Another example arises in the analysis of mean field limits, a powerful tool in applied analysis introduced to bridge microscopic and macroscopic descriptions of many body systems. They typically involve a huge number of individuals (particles), such as gas molecules in the upper atmosphere, from which we want to extract macroscopic information. Multi-agent systems have become more popular than ever. In addition to their new classical applications in Physics, they are widely used in Biology, Economy, Finance, and even Social Sciences. One key question is how this complexity is reduced by quantifying the stability of the mean field limit and/or their hydrodynamic approximations.
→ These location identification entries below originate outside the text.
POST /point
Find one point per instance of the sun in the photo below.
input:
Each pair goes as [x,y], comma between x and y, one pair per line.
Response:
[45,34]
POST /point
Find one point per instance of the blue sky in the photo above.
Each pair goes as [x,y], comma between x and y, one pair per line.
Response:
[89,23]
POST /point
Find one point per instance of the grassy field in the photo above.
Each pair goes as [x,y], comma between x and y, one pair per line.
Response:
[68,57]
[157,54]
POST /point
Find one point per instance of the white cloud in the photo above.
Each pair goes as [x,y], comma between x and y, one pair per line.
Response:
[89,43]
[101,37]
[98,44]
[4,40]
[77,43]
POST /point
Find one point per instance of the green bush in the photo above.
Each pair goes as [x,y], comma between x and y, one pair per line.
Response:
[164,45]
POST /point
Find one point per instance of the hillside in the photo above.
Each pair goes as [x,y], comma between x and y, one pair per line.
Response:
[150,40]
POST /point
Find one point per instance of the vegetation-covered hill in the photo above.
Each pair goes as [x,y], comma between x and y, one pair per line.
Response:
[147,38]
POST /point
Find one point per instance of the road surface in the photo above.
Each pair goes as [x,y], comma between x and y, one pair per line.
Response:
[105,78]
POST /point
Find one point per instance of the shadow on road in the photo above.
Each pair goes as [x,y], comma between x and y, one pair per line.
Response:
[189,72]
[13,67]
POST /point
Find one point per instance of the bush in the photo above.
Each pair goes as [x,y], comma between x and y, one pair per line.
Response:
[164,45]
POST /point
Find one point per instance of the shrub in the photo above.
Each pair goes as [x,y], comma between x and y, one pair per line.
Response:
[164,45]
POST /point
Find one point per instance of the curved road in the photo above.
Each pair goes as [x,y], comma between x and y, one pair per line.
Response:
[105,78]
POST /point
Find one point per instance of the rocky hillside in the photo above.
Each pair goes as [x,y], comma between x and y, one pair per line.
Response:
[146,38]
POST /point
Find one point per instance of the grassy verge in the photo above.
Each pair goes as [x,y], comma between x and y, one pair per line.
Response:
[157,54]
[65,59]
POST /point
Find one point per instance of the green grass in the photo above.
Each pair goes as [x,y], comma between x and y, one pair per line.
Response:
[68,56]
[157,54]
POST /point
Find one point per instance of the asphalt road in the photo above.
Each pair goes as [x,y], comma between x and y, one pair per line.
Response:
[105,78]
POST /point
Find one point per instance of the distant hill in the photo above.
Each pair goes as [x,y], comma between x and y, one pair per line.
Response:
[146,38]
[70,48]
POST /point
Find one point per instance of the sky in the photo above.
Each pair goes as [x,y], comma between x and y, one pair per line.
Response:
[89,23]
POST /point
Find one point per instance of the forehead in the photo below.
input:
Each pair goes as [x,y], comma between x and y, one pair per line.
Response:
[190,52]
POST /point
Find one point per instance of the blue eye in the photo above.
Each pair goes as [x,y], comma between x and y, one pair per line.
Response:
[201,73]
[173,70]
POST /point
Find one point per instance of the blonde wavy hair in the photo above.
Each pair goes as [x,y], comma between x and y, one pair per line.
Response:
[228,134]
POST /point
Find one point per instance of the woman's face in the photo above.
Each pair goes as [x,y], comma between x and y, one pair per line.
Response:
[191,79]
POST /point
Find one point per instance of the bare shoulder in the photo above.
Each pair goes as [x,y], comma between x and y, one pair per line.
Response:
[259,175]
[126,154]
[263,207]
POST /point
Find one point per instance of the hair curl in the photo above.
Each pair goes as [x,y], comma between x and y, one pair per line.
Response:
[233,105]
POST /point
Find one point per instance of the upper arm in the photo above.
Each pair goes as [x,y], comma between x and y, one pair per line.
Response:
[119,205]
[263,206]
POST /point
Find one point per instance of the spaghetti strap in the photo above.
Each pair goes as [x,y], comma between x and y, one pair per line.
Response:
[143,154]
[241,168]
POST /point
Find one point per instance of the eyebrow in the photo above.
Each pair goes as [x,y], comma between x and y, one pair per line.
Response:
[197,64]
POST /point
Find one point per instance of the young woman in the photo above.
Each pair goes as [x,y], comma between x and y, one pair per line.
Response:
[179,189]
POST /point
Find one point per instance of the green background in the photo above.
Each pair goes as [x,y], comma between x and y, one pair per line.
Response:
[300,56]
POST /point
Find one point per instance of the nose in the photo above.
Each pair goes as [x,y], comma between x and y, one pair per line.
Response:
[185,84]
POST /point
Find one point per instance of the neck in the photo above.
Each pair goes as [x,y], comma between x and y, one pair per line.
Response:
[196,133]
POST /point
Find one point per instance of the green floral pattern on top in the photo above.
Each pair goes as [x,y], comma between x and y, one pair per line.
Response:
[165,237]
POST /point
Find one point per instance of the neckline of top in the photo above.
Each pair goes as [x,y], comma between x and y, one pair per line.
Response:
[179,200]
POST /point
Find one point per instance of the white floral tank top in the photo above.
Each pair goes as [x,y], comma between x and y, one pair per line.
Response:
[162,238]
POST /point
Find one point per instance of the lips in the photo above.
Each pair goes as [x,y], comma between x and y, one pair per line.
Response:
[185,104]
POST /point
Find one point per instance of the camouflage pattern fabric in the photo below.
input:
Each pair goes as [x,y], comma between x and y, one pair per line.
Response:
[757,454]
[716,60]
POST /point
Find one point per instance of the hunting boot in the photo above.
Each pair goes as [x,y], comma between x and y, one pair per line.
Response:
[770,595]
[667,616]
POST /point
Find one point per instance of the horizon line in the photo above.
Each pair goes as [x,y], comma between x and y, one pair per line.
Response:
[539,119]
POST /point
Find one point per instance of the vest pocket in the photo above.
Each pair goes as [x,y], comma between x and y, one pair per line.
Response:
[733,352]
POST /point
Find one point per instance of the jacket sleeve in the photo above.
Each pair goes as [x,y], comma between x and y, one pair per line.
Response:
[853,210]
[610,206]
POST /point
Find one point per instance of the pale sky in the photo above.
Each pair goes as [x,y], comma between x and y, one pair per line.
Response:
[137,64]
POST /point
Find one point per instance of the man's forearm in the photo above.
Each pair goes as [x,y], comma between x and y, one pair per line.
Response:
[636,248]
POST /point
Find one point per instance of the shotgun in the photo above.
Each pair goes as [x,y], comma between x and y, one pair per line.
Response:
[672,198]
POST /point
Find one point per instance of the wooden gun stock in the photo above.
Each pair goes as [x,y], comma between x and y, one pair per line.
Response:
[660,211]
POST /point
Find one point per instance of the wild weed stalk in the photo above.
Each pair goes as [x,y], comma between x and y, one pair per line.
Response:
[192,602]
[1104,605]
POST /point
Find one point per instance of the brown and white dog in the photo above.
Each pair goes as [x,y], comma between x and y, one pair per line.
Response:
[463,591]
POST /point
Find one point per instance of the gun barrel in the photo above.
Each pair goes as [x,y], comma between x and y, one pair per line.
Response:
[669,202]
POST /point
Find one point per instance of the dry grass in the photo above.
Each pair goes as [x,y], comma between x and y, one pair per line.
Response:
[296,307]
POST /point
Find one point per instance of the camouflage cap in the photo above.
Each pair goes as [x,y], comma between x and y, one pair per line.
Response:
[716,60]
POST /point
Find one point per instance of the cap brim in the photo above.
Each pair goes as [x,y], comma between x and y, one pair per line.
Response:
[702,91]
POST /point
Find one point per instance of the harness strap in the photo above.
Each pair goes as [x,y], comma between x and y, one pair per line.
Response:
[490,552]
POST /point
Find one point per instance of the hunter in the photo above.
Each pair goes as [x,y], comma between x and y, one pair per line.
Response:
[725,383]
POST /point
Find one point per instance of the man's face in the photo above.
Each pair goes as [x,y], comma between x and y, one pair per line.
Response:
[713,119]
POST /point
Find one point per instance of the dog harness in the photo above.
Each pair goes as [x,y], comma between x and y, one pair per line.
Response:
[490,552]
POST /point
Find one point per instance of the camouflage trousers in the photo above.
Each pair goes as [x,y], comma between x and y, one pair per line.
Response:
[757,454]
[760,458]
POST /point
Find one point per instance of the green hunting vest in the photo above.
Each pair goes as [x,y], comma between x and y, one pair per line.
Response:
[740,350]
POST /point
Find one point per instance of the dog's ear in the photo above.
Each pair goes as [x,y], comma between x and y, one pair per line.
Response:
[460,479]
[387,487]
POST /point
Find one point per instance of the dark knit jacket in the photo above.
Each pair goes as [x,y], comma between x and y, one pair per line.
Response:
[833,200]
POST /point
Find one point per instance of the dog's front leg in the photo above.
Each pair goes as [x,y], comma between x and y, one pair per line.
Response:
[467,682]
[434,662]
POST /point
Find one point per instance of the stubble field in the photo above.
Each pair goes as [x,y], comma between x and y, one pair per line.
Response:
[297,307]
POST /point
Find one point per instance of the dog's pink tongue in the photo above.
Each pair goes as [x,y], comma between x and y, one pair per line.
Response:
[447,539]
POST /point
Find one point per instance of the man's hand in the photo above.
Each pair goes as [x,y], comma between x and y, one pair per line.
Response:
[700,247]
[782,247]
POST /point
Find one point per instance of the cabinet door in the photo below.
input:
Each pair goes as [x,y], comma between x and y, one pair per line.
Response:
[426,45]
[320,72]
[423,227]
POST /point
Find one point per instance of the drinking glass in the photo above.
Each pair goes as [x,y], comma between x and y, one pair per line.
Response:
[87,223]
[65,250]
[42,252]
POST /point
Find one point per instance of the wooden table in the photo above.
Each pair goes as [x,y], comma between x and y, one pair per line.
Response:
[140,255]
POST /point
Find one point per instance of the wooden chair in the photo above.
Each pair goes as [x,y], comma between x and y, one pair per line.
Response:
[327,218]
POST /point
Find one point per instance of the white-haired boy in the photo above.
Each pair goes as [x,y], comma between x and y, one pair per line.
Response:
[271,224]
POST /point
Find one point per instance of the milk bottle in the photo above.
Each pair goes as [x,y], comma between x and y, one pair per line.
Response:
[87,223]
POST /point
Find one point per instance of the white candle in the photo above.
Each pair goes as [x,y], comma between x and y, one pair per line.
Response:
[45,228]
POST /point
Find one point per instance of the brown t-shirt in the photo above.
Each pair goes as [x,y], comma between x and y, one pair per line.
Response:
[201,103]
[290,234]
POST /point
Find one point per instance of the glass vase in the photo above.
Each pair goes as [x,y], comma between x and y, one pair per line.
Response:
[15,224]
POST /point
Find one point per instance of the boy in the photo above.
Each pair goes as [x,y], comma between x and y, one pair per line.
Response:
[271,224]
By forming a distinctive joint force of the UK/US expertise, the proposed research is to tackle the most difficult and longstanding stability problems for NPDEs across the scales, including asymptotic, quantifying, and structural stability problems in hyperbolic systems of conservation laws, kinetic equations, and related multiscale applications in transonic/viscous-inviscid/fluid-particle models. Through this rare combination of skills and methodology across the Atlantic, the project focuses on four interrelated objectives, each connected either with challenging open problems or with newly emerging fundamental problems involving stability/instability:

Objective 1. Stability analysis of shock wave patterns of reflections/diffraction with focus on the shock reflection-diffraction problem in gas dynamics, one of the most fundamental multi-dimensional (M-D) shock wave problems;

Objective 2. Stability analysis of vortex sheets, contact discontinuities, and other characteristic discontinuities for M-D hyperbolic systems of conservation laws, especially including the equations of M-D nonisentropic thermoelasticity in the Eulerian coordinates, governing the evolution of thermoelastic nonconductors of heat;

Objective 3. Stability analysis of particle to continuum limits including the quantifying asymptotic/mean-field/large-time limits for pairwise interactions and particle limits for general interactions among multi-agent systems;

Objective 4. Stability analysis of asymptotic limits with emphasis on the vanishing viscosity limit of solutions from M-D compressible viscous to inviscid flows with large initial data.

These objectives are demanding, since the problems involved are of mixed-type and multiscale, as well as M-D, nonlocal, and less regular, making the mathematical analysis a formidable task. While many of the problems in the project have been known for some time, it is only recently that their solutions seem to have come within reach; in fact, part of the project would have been inconceivable prior to 2010. The simultaneous study of problems associated with the four objectives above will lead to a more systematic stability analysis for NPDEs across multiscale applications.